Roman intimiste, Une chambre après l’autre est le récit touchant de la perte. Perte de l’innocence, de la virginité, perte de temps et fatalement de soi. Bien que rarement nommé, sauf dans les quelques lignes extraites du Code Pénal, l’inceste dont Cécile, l’héroïne, est victime n’est pas réellement vécu comme un crime, ni comme un attentat à la pudeur. Celle-ci refusera même de porter plainte, malgré l’insistance de sa mère.
Enlevée avec son consentement par un père adoré mais volontairement tenu à l’écart, Cécile, alors âgée de douze ans et habitée par des sentiments confus, ne peut guère résister à la tentation de tout entreprendre pour être aimée. Aller jusqu’à caresser naïvement le « petit animal sans poil » d’un papa qui rechigne à être appelé ainsi – ce qui nourrit la confusion – , rentre tout naturellement dans ce désir de faire plaisir. En tout cas, l’héroïne prend a priori goût à cette initiation, bien précoce, mais surtout inavouable, aux techniques de la masturbation, tant et si bien qu’elle n’aura de cesse, ensuite, de les perfectionner une chambre après l’autre, d’un homme à l’autre. Mue par ce qu’elle croit être un amour infini pour un père qui l’a perdue, Cécile ne se lasse pas de le chercher dans chaque nouvelle conquête, en chaque inconnu auquel elle s’abandonne. C’est ainsi qu’elle va finir par tomber amoureuse du manque, par vivre dans l’attente et la frustration. « Résignée, elle travaille pour passer le temps et se perd le reste du temps ». En effet, analyse le narrateur à un moment phare du récit, « elle n’a plus rien à perdre ». Même sa propre mère, indiscrète, possessive et étouffante l’accable de questions pressantes, sans même deviner sa souffrance. Le seul recours dont dispose alors Cécile pour tenter de « dissiper son scandaleux secret » est d’invoquer un Dieu incertain, à qui elle essaie tantôt de dire adieu. Comme pour éloigner tout espoir et convaincue en somme qu’il n’y en a aucun.
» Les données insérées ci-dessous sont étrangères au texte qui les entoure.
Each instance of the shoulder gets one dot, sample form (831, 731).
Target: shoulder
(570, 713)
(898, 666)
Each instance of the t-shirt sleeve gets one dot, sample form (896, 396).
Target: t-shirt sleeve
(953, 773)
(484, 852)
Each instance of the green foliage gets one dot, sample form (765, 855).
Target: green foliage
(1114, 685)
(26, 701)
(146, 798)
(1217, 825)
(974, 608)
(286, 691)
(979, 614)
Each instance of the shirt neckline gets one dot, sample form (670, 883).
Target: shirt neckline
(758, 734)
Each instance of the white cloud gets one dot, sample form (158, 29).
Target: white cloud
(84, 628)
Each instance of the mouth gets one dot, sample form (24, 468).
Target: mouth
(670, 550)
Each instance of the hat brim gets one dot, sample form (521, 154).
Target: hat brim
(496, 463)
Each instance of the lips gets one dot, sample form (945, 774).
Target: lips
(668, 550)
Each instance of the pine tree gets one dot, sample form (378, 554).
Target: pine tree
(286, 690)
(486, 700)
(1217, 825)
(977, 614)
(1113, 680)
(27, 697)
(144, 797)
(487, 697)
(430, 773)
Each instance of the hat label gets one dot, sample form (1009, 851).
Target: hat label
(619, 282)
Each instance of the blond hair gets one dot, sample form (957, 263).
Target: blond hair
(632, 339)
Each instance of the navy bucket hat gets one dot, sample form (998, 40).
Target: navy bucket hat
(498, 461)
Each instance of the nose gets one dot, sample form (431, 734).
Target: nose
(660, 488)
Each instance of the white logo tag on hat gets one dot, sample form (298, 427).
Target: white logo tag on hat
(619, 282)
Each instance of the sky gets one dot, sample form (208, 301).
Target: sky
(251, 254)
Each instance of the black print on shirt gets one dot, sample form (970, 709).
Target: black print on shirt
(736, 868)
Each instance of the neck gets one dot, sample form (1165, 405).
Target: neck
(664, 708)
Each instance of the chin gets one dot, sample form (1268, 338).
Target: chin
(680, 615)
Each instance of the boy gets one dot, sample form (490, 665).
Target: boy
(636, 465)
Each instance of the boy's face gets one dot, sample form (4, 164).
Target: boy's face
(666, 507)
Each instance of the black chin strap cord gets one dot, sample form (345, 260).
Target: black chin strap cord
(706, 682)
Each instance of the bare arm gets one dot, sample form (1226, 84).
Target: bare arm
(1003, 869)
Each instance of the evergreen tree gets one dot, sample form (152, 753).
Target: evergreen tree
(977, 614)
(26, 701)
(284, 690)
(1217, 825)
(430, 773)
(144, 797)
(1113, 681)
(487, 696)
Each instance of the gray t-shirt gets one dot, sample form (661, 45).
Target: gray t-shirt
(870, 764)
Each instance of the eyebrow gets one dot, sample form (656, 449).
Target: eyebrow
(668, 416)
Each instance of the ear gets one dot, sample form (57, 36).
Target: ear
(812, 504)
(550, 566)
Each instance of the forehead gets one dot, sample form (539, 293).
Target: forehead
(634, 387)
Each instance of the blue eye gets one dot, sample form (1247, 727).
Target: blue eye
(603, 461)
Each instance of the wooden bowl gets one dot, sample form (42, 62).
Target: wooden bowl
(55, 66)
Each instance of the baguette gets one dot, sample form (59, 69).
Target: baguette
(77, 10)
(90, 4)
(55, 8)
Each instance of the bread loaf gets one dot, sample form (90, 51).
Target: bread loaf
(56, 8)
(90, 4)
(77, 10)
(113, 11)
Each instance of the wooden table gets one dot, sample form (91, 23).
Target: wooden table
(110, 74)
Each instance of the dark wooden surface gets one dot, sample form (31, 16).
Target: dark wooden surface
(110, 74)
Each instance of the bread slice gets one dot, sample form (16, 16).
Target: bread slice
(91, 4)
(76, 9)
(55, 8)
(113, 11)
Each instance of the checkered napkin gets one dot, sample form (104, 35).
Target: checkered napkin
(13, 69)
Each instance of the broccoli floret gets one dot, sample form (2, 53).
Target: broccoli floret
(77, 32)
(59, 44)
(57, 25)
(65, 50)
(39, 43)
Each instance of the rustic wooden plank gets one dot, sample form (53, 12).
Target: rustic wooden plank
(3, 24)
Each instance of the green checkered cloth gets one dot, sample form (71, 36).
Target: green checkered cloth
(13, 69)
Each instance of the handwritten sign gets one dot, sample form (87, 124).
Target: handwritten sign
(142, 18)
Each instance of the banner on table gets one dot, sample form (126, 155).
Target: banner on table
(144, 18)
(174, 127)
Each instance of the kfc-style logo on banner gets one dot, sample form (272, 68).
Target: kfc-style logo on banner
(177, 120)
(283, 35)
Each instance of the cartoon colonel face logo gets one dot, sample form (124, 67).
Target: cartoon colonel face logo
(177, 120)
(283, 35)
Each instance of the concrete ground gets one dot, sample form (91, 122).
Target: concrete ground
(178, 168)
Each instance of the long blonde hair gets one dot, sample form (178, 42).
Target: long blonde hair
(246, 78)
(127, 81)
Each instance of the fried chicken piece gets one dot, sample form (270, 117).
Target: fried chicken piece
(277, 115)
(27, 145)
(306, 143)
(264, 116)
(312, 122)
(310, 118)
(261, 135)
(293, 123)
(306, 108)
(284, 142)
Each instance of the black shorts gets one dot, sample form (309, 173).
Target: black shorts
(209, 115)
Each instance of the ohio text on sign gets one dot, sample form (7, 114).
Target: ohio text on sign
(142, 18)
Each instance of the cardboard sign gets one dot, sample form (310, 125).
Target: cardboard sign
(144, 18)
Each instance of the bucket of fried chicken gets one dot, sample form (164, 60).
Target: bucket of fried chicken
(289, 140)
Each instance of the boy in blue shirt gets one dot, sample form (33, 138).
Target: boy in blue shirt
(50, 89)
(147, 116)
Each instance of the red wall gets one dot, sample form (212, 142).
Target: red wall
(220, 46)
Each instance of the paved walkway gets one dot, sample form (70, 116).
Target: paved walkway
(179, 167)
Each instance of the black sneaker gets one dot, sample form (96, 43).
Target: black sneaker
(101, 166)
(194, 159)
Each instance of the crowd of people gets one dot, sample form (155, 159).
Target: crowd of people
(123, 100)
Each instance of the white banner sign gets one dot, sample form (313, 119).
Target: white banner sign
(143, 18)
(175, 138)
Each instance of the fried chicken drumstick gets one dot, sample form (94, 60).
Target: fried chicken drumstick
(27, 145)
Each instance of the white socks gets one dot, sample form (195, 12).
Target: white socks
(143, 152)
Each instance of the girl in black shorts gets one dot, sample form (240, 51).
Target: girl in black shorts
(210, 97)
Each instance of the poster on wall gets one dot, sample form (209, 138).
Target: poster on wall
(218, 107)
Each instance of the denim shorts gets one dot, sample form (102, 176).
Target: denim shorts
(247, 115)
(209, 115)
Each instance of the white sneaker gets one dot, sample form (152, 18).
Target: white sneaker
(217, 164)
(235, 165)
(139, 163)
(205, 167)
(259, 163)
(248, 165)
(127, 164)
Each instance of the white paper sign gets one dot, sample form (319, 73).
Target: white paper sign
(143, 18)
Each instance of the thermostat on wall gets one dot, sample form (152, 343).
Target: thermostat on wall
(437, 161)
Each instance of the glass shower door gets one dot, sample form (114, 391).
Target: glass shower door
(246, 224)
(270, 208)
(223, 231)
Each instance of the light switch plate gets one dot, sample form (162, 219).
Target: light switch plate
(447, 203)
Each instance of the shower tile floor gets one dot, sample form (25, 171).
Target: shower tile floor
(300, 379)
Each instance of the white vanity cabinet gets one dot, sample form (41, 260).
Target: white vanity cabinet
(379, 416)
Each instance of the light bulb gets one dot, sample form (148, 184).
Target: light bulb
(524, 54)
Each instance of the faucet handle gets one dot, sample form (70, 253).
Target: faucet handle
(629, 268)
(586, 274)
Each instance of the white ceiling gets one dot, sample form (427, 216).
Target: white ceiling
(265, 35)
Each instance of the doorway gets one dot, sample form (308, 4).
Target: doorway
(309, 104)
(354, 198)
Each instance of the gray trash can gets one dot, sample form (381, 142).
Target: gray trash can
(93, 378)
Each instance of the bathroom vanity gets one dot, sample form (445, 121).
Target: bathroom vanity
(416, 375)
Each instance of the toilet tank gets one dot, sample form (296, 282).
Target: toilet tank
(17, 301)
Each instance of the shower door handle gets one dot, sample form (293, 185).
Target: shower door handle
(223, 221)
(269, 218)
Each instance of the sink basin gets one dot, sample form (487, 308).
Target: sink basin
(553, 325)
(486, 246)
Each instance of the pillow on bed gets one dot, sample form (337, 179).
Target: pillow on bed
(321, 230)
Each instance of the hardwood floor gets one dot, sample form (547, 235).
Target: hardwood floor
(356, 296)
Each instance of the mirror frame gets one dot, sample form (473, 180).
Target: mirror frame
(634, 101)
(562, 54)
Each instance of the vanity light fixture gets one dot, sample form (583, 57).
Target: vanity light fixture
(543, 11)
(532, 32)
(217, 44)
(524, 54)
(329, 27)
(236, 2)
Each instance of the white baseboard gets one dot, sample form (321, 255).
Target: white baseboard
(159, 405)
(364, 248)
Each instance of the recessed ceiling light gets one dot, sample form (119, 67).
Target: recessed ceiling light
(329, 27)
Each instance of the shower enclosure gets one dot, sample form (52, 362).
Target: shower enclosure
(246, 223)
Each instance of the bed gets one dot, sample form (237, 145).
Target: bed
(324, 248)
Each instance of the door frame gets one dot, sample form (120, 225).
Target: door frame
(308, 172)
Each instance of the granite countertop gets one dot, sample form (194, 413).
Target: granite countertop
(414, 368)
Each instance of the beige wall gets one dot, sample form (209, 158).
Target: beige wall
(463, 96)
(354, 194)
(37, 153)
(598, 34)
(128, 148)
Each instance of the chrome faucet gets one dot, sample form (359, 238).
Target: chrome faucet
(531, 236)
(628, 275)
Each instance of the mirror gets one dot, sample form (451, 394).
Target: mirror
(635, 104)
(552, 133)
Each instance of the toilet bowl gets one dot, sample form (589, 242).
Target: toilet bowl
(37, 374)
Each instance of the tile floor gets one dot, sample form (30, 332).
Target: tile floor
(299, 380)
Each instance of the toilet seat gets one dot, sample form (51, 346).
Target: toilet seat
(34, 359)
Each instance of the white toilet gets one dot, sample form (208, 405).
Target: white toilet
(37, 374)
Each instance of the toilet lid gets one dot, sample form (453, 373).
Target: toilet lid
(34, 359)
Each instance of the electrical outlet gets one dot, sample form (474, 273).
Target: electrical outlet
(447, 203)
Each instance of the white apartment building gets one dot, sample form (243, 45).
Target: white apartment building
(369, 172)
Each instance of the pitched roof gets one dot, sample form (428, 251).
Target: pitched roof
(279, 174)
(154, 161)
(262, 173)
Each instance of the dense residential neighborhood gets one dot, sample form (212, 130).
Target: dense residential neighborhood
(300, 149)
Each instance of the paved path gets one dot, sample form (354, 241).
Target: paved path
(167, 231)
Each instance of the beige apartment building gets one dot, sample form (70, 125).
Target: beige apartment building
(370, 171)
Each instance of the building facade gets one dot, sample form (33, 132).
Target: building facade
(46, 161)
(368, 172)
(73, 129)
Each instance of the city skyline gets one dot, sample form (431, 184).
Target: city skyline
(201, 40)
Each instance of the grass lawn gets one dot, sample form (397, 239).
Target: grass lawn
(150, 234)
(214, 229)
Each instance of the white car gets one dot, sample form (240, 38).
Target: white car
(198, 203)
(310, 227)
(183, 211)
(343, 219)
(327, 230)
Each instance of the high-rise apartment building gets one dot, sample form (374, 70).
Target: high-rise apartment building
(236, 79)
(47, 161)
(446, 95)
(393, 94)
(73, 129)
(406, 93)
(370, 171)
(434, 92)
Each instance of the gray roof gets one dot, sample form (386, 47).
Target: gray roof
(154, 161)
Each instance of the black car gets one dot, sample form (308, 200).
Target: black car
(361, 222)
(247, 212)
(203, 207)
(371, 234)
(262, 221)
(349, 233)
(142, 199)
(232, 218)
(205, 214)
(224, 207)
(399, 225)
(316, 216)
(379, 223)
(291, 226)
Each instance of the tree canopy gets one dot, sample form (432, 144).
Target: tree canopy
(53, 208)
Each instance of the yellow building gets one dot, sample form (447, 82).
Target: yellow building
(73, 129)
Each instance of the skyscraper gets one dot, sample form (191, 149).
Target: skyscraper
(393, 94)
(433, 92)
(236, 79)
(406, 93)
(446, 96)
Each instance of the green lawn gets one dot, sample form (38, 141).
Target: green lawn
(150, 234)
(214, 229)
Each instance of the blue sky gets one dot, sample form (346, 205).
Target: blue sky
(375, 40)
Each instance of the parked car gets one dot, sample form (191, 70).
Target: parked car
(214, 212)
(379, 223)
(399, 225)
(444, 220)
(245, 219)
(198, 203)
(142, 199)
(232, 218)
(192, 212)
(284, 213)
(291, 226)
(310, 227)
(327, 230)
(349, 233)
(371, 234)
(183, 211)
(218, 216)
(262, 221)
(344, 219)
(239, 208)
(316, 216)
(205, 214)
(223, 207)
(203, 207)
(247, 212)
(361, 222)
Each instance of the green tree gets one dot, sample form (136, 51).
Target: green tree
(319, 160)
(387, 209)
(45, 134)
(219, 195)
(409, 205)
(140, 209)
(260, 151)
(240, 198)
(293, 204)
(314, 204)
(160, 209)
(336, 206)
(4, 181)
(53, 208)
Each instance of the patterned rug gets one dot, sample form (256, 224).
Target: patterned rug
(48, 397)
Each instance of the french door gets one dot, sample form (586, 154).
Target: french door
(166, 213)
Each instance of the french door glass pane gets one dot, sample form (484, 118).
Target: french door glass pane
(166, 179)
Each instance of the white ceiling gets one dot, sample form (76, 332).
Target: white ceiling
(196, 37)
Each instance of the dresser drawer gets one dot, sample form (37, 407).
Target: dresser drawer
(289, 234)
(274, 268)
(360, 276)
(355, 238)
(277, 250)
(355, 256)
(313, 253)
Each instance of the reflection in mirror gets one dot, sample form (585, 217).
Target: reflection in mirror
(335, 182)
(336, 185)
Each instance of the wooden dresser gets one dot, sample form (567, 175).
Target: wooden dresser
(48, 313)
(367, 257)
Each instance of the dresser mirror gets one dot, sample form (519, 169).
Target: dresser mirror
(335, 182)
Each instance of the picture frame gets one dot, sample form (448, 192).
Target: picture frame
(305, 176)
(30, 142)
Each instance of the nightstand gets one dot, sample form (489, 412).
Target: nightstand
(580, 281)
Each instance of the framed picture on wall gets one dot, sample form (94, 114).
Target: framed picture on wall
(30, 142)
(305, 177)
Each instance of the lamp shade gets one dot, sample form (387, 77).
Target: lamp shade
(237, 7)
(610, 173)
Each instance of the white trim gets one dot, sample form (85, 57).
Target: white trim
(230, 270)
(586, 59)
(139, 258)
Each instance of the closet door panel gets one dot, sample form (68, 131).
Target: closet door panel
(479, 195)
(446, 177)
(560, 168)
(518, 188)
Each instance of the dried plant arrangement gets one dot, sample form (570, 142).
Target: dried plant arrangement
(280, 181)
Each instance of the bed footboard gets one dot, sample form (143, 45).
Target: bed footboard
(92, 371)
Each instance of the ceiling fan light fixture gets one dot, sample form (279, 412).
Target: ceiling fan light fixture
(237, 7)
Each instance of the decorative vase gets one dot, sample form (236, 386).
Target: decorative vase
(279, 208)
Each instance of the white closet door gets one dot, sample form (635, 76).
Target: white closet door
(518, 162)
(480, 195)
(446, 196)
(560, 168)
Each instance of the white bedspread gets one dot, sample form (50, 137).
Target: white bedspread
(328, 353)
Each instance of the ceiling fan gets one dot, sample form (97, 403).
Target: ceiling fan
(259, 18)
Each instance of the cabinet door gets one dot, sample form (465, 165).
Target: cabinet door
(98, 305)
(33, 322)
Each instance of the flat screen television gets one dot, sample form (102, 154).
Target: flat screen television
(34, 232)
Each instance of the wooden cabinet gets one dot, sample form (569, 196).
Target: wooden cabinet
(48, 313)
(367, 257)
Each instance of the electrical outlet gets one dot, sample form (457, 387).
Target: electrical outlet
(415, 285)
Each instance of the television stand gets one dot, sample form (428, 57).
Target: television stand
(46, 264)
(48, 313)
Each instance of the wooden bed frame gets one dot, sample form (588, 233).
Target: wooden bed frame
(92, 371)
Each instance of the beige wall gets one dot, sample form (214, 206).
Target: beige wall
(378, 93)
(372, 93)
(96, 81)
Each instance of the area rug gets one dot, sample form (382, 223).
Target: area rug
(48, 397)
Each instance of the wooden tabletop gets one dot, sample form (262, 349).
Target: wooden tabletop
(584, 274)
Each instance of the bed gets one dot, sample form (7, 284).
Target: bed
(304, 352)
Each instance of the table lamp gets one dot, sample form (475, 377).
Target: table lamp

Caroline Thivel a su manier un vocable simple, frais et empreint de pureté pour dépeindre avec sensibilité le parcours d’une écorchée vive promise à un avenir instable et décousu. Toutefois de cette simplicité et de cette candeur apparentes émane étrangement et assez rapidement une crispation anxieuse. Car l’inceste et ses incidences ne sont révélés que graduellement. Mais, paradoxalement, même s’il est révoltant en soi et que l’on souhaite le voir puni à tout prix, l’inceste perd ici ses contours terrifiants. On oublierait presque son caractère criminel si l’on n’était pas amené à s’apitoyer sur la jeunesse gâchée de cette jeune fille paumée, qui se perd en se conduisant comme une fille de joie. Tout jugement moral est écarté au profit d’une analyse psychologique fine et nuancée. On erre avec Cécile d’une page à l’autre au confins de sentiments emmêlés et d’une souffrance sans nom. Et, en refermant cet ouvrage somme toute dérangeant, aux accents doux amer, on ne peut qu’éprouver un léger malaise.